More and more consumers are buying organic, but American farmers remain wary

CHURDAN, Iowa — In the 1970s, when George Naylor said he wanted to grow organic crops, the idea did not go down well.

Back then, organic crops were an oddity, destined for health food stores or maybe a few farmers markets.

“I told my dad I wanted to be an organic farmer and he was like ‘Ha, ha, ha,'” Naylor said, noting that it wasn’t until 2014 that he was able to realize his dream and start switching from standard crops to organic crops.

But over the decades, something unexpected happened – the demand for organic produce began to grow so rapidly that it began to outstrip the supply produced in the United States.

Now, a new challenge has emerged: not to make consumers pay more, but to convince enough farmers to overcome their reluctance to organic and start enjoying the income that is flowing in.

Instead of growing to meet demand, the number of farmers converting to organic is actually declining. Last month, the US Department of Agriculture committed up to $300 million to recruit and help more farmers make the switch.

“It feels good,” said Chris Schreiner, executive director of organic certification body Oregon Tilth, referring to government assistance. “This is an important step in the arc of this work.”

Schreiner, who has worked for the Oregon-based organization since 1998, said expanding technical training is important given the vast differences between conventional and organic farmland. Schreiner noted that a farmer told him that converting a conventional farmer was like asking “a chiropodist to become a heart surgeon.”

The main difference is the use of synthetic fertilizers and pesticides as well as genetically modified seeds. Most conventional farms rely on these practices, but they are prohibited on organic farms. Instead, organic farmers must control weeds and pests with techniques such as rotating different crops and planting cover crops that eliminate weeds and add nutrients to the soil.

Crops can only be considered organic if they are grown on land that has not been treated with synthetic substances for three years. During this time, farmers can grow crops, but they won’t get the extra premium that comes with organic crops.

According to the USDA, the number of conventional farms newly switching to organic production dropped by around 70% between 2008 and 2019. Organic accounts for around 6% of overall food sales, but only 1% of the nation’s farmland are in organic production. producers filling the gap.

In the United States, “there are so many barriers to farmers making that leap to organic farming,” said Megan DeBates, vice president of government affairs for the Organic Trade Association.

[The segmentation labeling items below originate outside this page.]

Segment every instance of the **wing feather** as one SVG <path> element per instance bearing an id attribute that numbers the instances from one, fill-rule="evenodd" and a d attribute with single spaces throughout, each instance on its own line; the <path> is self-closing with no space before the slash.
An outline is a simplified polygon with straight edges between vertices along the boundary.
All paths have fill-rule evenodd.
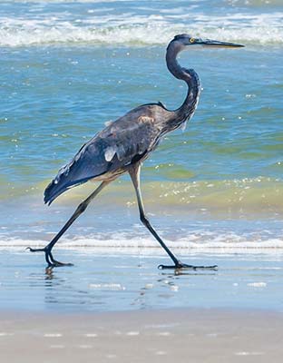
<path id="1" fill-rule="evenodd" d="M 50 204 L 66 190 L 107 172 L 122 171 L 152 150 L 158 136 L 151 117 L 137 117 L 133 110 L 82 146 L 63 166 L 44 191 Z"/>

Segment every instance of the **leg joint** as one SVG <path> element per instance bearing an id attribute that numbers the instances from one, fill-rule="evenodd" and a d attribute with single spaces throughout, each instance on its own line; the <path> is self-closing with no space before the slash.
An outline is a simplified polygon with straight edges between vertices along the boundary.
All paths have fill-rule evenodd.
<path id="1" fill-rule="evenodd" d="M 83 211 L 84 211 L 86 210 L 86 207 L 87 207 L 87 203 L 85 201 L 82 201 L 82 203 L 78 205 L 76 211 L 83 213 Z"/>

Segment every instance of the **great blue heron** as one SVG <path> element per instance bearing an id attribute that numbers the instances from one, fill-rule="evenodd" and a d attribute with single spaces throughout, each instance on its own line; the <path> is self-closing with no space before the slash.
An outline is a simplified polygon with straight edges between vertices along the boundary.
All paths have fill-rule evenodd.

While farmers seem hesitant, American consumers are not. Annual sales of organic products have roughly doubled over the past decade and now exceed $63 billion, according to the Organic Trade Association. Sales are expected to climb up to 5.5% this year.

This growth is evident to anyone pushing a cart through the average supermarket, past bins of organic apples and bananas, through dairy and egg aisles, and past shelves overflowing with organic beef and chicken.

The new USDA effort would include $100 million to help farmers learn new organic growing techniques; $75 million for farmers who meet new conservation practice standards; $25 million to expand crop insurance options and reduce costs; and $100 million to help organic supply chains and expand markets for organic products.

Nick Andrews, an Oregon State University extension worker who works with organic farmers, called the USDA effort a “game changer.” It should be particularly attractive to farmers with small plots of land, as the added value of organic crops can make big money even on farms of 25 to 100 acres (10 to 40 hectares) – much smaller than commercial farms that supply most of the country’s produce.

“I’ve seen organic farmers keep families in business that would otherwise go bankrupt,” Andrews said.

Noah Wendt, who in recent years has transitioned 1,500 acres (607 hectares) of land in central Iowa to organic farming, noted that the change has been “rocky” for him at times and his farming partner, Caleb Akin.

But he and Akin recently purchased a grain elevator east of Des Moines to use only for organic crops, the kind of project the USDA program can help with. They hope the elevator will not only be a nearby place to store grain, but provide a one-stop-shop for learning more about growing and marketing organic crops.

Seeing all the organic activity is rewarding for George and Patti Naylor, who farm near the small central Iowa community of Churdan. But they say they still appreciate the simple perks of their choice, like evenings spent watching hundreds of rare monarch butterflies flock to their herbicide-free farm.

As Patti Naylor said, “It really helps to believe in what you’re doing.”